MG: Where are you both living and have you seen each other? (I am assuming Boston and NY but could be wrong)

[Maja]: We’re now both in Boston and in the same quarantine pod. It is interesting, for us, the pandemic actually brought us together and we freak out some of our clients by occasionally showing up in the same Zoom square. From Day 1 we designed Sparrow to be location agnostic and distributed which in the pre-pandemic times meant we wouldn’t see each other or the rest of our team all that often in person. Spending so much time together in the same place has allowed us to launch and accelerate some things we’ve been planning on for a while but haven’t gotten around to – like our weekly newsletter, Sparrow One, that goes deep on a single important topic from the worlds of media, advertising, technology, and commerce each week. 

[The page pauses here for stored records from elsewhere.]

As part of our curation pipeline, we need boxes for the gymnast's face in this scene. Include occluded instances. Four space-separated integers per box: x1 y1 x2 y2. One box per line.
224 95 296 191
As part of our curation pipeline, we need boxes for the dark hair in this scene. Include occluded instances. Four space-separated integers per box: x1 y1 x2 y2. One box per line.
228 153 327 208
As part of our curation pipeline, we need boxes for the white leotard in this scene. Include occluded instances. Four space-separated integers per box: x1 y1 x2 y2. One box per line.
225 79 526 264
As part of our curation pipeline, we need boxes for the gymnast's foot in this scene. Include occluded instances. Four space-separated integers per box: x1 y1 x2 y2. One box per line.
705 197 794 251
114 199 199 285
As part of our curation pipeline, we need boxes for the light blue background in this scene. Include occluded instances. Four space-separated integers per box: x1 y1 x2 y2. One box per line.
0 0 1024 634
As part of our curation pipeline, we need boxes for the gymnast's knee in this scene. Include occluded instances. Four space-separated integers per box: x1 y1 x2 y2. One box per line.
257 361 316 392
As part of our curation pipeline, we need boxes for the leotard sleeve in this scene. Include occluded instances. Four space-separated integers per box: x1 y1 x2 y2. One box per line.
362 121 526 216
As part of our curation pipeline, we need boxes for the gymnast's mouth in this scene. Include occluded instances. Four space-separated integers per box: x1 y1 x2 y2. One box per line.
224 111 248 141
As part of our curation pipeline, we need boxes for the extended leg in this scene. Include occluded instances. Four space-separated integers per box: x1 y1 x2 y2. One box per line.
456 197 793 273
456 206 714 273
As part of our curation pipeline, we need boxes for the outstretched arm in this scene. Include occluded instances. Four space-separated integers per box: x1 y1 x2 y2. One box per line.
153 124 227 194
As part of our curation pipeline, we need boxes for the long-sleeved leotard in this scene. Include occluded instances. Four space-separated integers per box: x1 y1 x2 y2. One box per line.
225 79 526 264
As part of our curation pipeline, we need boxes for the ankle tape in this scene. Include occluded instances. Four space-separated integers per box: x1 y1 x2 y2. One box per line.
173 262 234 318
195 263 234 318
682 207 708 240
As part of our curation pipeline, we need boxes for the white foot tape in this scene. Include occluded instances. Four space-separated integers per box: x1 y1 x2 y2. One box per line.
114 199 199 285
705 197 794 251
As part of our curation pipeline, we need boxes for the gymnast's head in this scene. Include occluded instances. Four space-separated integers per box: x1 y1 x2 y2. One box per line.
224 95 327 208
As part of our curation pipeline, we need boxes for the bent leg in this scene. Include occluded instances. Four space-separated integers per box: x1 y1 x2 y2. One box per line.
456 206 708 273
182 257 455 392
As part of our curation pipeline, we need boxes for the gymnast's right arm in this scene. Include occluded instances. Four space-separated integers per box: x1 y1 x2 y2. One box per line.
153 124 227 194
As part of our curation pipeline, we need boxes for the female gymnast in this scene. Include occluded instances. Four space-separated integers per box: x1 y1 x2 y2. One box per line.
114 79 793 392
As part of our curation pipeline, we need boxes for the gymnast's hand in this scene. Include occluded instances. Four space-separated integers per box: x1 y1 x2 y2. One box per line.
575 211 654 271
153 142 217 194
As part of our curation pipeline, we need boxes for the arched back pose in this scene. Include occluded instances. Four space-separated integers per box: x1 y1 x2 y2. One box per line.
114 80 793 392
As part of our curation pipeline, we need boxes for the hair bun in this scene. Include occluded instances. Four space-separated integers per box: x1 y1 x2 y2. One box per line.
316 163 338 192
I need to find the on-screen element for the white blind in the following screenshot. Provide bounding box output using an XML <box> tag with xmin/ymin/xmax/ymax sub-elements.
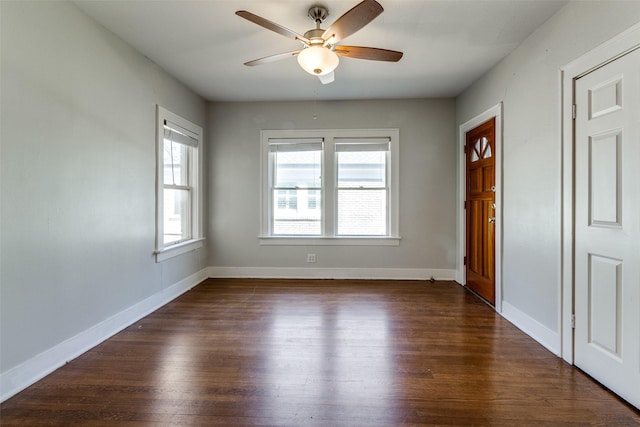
<box><xmin>334</xmin><ymin>138</ymin><xmax>390</xmax><ymax>152</ymax></box>
<box><xmin>269</xmin><ymin>138</ymin><xmax>324</xmax><ymax>153</ymax></box>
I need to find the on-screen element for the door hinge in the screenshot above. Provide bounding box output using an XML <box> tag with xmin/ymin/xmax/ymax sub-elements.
<box><xmin>571</xmin><ymin>314</ymin><xmax>576</xmax><ymax>329</ymax></box>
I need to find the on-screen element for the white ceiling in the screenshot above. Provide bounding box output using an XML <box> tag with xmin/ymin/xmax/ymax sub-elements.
<box><xmin>74</xmin><ymin>0</ymin><xmax>566</xmax><ymax>101</ymax></box>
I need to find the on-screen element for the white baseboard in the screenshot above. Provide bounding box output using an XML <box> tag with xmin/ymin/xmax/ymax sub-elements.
<box><xmin>0</xmin><ymin>269</ymin><xmax>207</xmax><ymax>402</ymax></box>
<box><xmin>500</xmin><ymin>301</ymin><xmax>560</xmax><ymax>357</ymax></box>
<box><xmin>208</xmin><ymin>267</ymin><xmax>456</xmax><ymax>280</ymax></box>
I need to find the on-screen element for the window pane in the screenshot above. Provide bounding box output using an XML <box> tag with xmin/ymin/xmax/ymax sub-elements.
<box><xmin>164</xmin><ymin>188</ymin><xmax>191</xmax><ymax>245</ymax></box>
<box><xmin>272</xmin><ymin>188</ymin><xmax>322</xmax><ymax>236</ymax></box>
<box><xmin>164</xmin><ymin>139</ymin><xmax>189</xmax><ymax>185</ymax></box>
<box><xmin>338</xmin><ymin>189</ymin><xmax>388</xmax><ymax>236</ymax></box>
<box><xmin>337</xmin><ymin>151</ymin><xmax>387</xmax><ymax>188</ymax></box>
<box><xmin>273</xmin><ymin>150</ymin><xmax>322</xmax><ymax>188</ymax></box>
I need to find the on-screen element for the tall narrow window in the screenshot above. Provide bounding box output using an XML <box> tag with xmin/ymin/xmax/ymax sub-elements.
<box><xmin>335</xmin><ymin>138</ymin><xmax>389</xmax><ymax>236</ymax></box>
<box><xmin>156</xmin><ymin>106</ymin><xmax>202</xmax><ymax>261</ymax></box>
<box><xmin>269</xmin><ymin>139</ymin><xmax>322</xmax><ymax>236</ymax></box>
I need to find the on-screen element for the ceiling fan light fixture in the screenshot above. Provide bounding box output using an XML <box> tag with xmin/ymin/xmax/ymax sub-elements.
<box><xmin>298</xmin><ymin>45</ymin><xmax>340</xmax><ymax>76</ymax></box>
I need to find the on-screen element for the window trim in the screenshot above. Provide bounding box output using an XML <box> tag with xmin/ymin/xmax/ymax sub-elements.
<box><xmin>154</xmin><ymin>105</ymin><xmax>204</xmax><ymax>262</ymax></box>
<box><xmin>258</xmin><ymin>128</ymin><xmax>401</xmax><ymax>246</ymax></box>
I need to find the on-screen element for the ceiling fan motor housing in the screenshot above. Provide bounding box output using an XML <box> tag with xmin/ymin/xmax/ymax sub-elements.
<box><xmin>309</xmin><ymin>6</ymin><xmax>329</xmax><ymax>24</ymax></box>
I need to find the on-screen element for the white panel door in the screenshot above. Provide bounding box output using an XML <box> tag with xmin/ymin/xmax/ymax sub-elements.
<box><xmin>574</xmin><ymin>49</ymin><xmax>640</xmax><ymax>408</ymax></box>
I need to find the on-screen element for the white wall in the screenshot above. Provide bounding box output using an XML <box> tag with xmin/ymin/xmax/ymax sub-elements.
<box><xmin>0</xmin><ymin>2</ymin><xmax>207</xmax><ymax>395</ymax></box>
<box><xmin>456</xmin><ymin>1</ymin><xmax>640</xmax><ymax>352</ymax></box>
<box><xmin>207</xmin><ymin>99</ymin><xmax>456</xmax><ymax>278</ymax></box>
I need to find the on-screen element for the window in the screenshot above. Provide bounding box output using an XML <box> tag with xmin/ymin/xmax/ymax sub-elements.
<box><xmin>156</xmin><ymin>106</ymin><xmax>203</xmax><ymax>262</ymax></box>
<box><xmin>261</xmin><ymin>129</ymin><xmax>399</xmax><ymax>244</ymax></box>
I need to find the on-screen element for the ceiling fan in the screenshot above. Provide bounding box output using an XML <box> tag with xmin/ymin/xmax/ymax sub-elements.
<box><xmin>236</xmin><ymin>0</ymin><xmax>402</xmax><ymax>84</ymax></box>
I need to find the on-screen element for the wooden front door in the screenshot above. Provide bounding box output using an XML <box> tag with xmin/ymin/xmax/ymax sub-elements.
<box><xmin>465</xmin><ymin>118</ymin><xmax>496</xmax><ymax>304</ymax></box>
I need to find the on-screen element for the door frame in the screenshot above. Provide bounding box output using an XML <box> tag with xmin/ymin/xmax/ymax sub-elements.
<box><xmin>456</xmin><ymin>102</ymin><xmax>502</xmax><ymax>313</ymax></box>
<box><xmin>559</xmin><ymin>24</ymin><xmax>640</xmax><ymax>364</ymax></box>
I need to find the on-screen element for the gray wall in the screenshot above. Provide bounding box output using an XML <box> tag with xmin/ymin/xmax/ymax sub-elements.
<box><xmin>0</xmin><ymin>2</ymin><xmax>207</xmax><ymax>373</ymax></box>
<box><xmin>207</xmin><ymin>99</ymin><xmax>456</xmax><ymax>270</ymax></box>
<box><xmin>456</xmin><ymin>1</ymin><xmax>640</xmax><ymax>348</ymax></box>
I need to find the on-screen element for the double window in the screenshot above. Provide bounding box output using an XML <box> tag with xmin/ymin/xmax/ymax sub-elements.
<box><xmin>262</xmin><ymin>129</ymin><xmax>398</xmax><ymax>243</ymax></box>
<box><xmin>156</xmin><ymin>106</ymin><xmax>202</xmax><ymax>261</ymax></box>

[Ana]: I’m so used to traveling for work (and for non-work) and in a few weeks it’ll be exactly a year since I was last on a plane; I don’t think I’ve been in the same place for this long since… high school? Delta probably thinks I’ve died. 

MG: All things back to normal where will you take each other when you travel next?

[Ana]: Has to be a beach, as far away from winter as possible. 

[Maja]: I never say no to beaches. I think I’ll just take Ana to the airport and let her figure it out from there.